O discurso empresarial continua, na maioria dos casos, mascarando a realidade e não está alinhado com as boas práticas. Infelizmente, com raras exceções, a Comunicação Empresarial brasileira ainda está distante de se consolidar como estratégica ou integrada. Falta planejamento, persistem ainda metodologias precárias para avaliação de ações e programas de comunicação e a maioria das empresas ou organizações ainda não dispõe de uma Política de Comunicação sistematizada e assumida por todos os seus públicos internos, especialmente os gestores principais.

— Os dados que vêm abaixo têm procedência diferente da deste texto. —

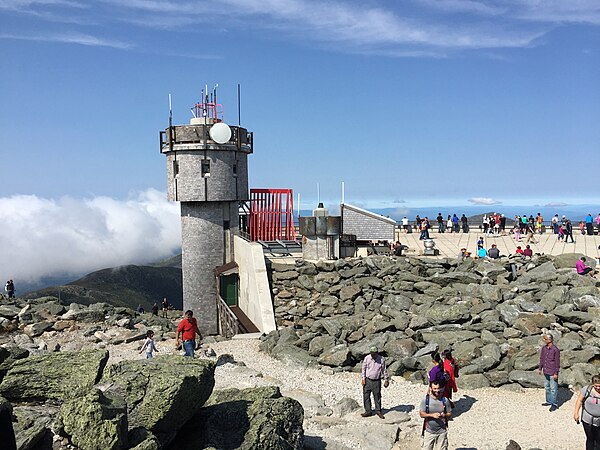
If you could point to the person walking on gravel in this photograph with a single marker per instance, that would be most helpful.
(588, 402)
(373, 370)
(435, 410)
(188, 329)
(550, 366)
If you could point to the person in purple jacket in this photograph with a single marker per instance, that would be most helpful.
(549, 367)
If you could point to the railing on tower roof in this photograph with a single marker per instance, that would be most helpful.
(271, 215)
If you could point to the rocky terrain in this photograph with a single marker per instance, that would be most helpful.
(491, 313)
(67, 391)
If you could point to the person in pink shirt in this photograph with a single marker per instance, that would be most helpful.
(582, 268)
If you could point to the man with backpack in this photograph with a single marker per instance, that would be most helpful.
(435, 410)
(550, 366)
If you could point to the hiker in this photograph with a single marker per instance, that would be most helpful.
(435, 412)
(397, 249)
(165, 305)
(149, 345)
(437, 372)
(10, 289)
(582, 268)
(373, 370)
(589, 403)
(451, 368)
(188, 329)
(493, 252)
(550, 366)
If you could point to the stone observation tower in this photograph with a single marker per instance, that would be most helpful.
(207, 172)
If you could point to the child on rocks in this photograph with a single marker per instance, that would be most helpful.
(149, 345)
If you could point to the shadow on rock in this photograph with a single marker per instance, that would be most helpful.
(462, 405)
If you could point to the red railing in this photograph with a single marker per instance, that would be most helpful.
(271, 215)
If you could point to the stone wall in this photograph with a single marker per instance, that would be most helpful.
(331, 313)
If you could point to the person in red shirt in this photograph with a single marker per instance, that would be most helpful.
(188, 329)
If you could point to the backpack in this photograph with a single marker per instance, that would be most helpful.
(427, 412)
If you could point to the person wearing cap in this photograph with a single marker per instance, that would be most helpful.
(493, 252)
(373, 370)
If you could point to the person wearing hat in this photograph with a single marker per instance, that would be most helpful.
(373, 370)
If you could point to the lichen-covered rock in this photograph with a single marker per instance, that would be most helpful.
(53, 375)
(248, 419)
(95, 421)
(161, 394)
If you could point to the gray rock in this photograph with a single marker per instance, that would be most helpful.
(337, 356)
(448, 314)
(43, 377)
(475, 381)
(345, 406)
(95, 421)
(292, 355)
(320, 344)
(164, 395)
(527, 379)
(350, 292)
(256, 418)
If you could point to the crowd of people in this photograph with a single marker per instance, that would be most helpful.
(437, 406)
(496, 224)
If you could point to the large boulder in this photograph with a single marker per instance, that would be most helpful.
(163, 394)
(245, 419)
(95, 421)
(53, 375)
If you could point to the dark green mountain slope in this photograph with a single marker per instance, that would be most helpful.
(127, 286)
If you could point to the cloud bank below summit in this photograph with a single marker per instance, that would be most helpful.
(44, 237)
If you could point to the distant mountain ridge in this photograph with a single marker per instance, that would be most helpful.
(127, 286)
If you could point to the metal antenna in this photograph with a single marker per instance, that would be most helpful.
(240, 110)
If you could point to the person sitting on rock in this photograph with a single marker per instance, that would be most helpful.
(582, 268)
(493, 252)
(373, 370)
(481, 252)
(149, 345)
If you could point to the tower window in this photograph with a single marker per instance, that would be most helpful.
(205, 167)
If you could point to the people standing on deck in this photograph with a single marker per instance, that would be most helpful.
(569, 231)
(465, 223)
(440, 220)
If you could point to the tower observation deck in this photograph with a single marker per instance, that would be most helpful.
(207, 172)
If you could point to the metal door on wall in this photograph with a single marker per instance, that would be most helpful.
(228, 288)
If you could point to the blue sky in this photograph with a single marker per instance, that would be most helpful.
(410, 103)
(413, 101)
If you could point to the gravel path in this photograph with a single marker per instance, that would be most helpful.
(485, 418)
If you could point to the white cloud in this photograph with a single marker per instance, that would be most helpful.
(49, 237)
(483, 201)
(69, 38)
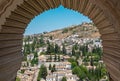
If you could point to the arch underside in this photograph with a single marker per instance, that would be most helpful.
(15, 16)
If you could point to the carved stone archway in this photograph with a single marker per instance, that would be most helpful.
(16, 14)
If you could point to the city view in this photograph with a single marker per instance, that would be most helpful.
(59, 40)
(70, 54)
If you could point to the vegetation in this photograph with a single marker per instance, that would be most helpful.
(64, 79)
(18, 79)
(42, 73)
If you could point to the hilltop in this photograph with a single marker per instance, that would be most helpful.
(84, 30)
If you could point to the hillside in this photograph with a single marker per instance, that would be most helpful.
(85, 30)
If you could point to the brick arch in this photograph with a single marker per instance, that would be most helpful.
(16, 14)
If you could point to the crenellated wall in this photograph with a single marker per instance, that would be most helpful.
(16, 14)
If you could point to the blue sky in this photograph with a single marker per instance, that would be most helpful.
(53, 19)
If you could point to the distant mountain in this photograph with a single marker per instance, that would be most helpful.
(84, 30)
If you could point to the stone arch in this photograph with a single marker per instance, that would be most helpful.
(16, 14)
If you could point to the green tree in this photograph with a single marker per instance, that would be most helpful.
(59, 58)
(55, 57)
(53, 68)
(50, 67)
(63, 49)
(42, 73)
(57, 49)
(17, 79)
(73, 51)
(64, 79)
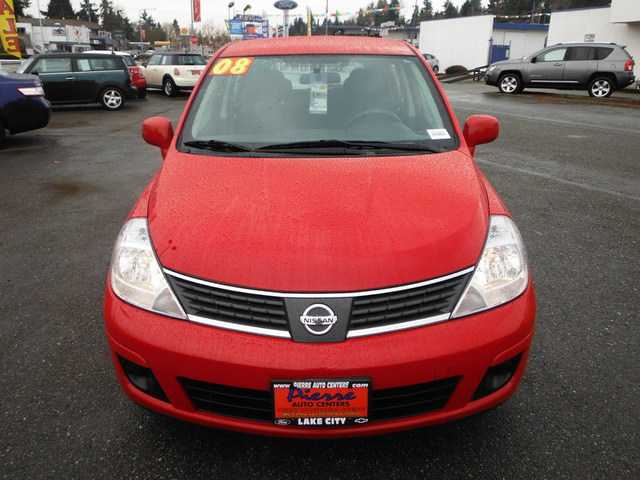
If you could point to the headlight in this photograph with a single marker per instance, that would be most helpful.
(502, 273)
(136, 276)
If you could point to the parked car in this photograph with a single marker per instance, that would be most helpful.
(83, 78)
(137, 76)
(174, 71)
(22, 104)
(600, 68)
(319, 255)
(433, 62)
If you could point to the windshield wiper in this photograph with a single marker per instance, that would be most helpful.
(218, 146)
(360, 145)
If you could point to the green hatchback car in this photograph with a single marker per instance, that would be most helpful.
(82, 78)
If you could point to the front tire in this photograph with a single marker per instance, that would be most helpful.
(600, 87)
(112, 98)
(510, 83)
(169, 87)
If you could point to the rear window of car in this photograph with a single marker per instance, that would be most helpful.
(52, 65)
(98, 64)
(190, 60)
(128, 61)
(602, 52)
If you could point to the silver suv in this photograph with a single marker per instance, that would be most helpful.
(600, 68)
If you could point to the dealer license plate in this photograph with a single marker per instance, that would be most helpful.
(321, 403)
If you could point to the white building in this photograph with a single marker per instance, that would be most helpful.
(618, 23)
(476, 41)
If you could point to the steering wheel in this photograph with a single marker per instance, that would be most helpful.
(373, 111)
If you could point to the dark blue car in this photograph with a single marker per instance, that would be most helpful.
(22, 104)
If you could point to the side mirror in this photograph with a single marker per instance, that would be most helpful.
(158, 131)
(480, 129)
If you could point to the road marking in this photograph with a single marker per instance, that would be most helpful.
(559, 180)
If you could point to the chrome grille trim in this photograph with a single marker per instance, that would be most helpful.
(360, 293)
(284, 333)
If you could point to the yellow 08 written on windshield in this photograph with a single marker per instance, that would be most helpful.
(232, 66)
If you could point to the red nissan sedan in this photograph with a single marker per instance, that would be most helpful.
(319, 255)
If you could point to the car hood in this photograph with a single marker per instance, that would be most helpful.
(318, 225)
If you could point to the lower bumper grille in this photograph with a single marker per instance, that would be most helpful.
(256, 405)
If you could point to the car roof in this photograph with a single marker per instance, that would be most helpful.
(318, 45)
(106, 52)
(176, 53)
(69, 54)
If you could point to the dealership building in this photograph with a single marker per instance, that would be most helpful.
(479, 40)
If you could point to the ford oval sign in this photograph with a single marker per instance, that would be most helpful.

A Comtexto Comunicação e Pesquisa foi criada há mais de três décadas, quando a Comunicação Organizacional não apresentava este perfil abrangente e se reduzia a atividades isoladas (assessoria de imprensa, edição de publicações empresariais, campanhas de propaganda e ações de Relações Públicas).  A Comtexto tem acompanhado o crescimento da área e sobretudo defende, de forma intransigente, a ética e a qualidade na comunicação, com uma postura firme contra as práticas não democráticas, o desrespeito à liberdade de expressão e aos direitos humanos. Tem estado comprometida com o incremento da diversidade, com a sustentabilidade em todas as suas dimensões (social, econômica, ambiental) e acredita que a pesquisa (que faz parte da razão social e do  DNA da Comtexto) e a competência da gestão são instrumentos fundamentais para uma comunicação em sintonia com as demandas do século XXI.

  

Comunicação integrada: vamos entender o conceito?

A expressão comunicação integrada tem sido utilizada, muitas vezes, de maneira inadequada, referindo-se à integração apenas das competências básicas em comunicação (jornalismo, relações públicas, propaganda/marketing etc). Na prática, no entanto,  em uma empresa ou organização, a comunicação deve pressupor uma integração maior, articulando-se estreitamente com outras áreas ou setores, como Gestão de Pessoas, Tecnologia da Informação, Planejamento Estratégico, Finanças, Governança Corporativa, Compliance, Sustentabilidade etc. A comunicação não se constitui numa ilha isolada e precisa dialogar com toda a organização.

As crises não se resolvem apenas com comunicação

Muitas empresas ou organizações ( e mesmo gestores de comunicação) acreditam que apenas lançando mão de uma comunicação competente é possível resolver ou atenuar as crises institucionais. Na prática, essa perspectiva não se mostra verdadeira porque, embora a comunicação planejada e executada estrategicamente possa desempenhar um papel importante na gestão de crises, ela não será eficaz se os motivos que desencadearam uma crise específica não forem assumidos e não houver esforço efetivo para superá-los. A comunicação não pode fazer muita coisa, se o processo de gestão de crises não for conduzido com ética, transparência e disposição para superar os problemas reais que deflagram as crises.